Mit ihrer Studie trägt Sanmann dazu bei, die klaffenden Lücken in der (weiblichen) Übersetzungshistorie zu füllen. Konkret bedeutet dies, dass Sanmann beispielsweise nicht nur der bisher unbeachteten Marianne Wilhelmine de Stevens ein Kapitel widmet, sondern auch für die Sichtbarkeit von La Roches übersetzerischer Tätigkeit sorgt. Erst das Sichtbarmachen der übersetzerischen Leistung kann ein voll umfassendes Bild der Kreativität und literarischen Raffinesse dieser Frauen schaffen. Festgehalten werden muss trotzdem (und das betont auch die Studie), dass es sich bei diesen Frauen um Ausnahmeerscheinungen handelt – nur wenige konnten es sich leisten, ihre Meinungen und politischen Anliegen in die Zwischenzeilen einer Übersetzung zu packen. Sicherlich verfügten auch nicht alle über das Geschick und die Ambitionen, ihre Übersetzungen mit einer eigenen Stimme zu versehen. Dafür war die übersetzerische Praxis als eine der wenigen Möglichkeiten des Broterwerbs für Frauen zu essenziell und das Risiko groß. Das Selbstverständnis dieser Frauen und deren literarischen Tätigkeiten wurde von einer Vielzahl an Faktoren beeinflusst und bestimmt. Diesen ganzen Verwicklungen gerecht zu werden und sie als solche zu identifizieren, ist eine große Ambition der Studie – ein Unterfangen, das gelingt und die genannten Frauen in einem anderen Licht erscheinen lässt.

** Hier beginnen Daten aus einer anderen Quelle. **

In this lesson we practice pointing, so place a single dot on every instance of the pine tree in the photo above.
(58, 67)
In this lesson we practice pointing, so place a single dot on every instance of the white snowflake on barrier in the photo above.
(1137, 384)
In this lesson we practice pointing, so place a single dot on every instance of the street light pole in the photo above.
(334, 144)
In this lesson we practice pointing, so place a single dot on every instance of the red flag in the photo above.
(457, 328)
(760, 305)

Die Tätigkeit des Übersetzens wird nicht in einem zeitlosen Vakuum ausgeübt, sondern geschieht direkt im Zentrum der kulturpolitischen Debatten der Zeit. Sanmann erkennt die Signifikanz des übersetzenden Individuums an, das – obgleich die Intention einer objektiven Annäherung an den Text bestehen mag – ihre Lebenswelt und ihre Anschauungen in den Text mit einfließen lässt. Auch wenn Übersetzerinnen nicht auf dem Titelblatt stehen, so sind sie im Text doch erkennbar, wie Sanmann mit Die andere Kreativität unter Beweis stellt. Das Übersetzen ist somit keine bloße Form des Dienens, sondern immer auch politisch: ein subversiver Akt und ein Mittel der intellektuellen Emanzipation – vor hunderten von Jahren wie auch heute noch.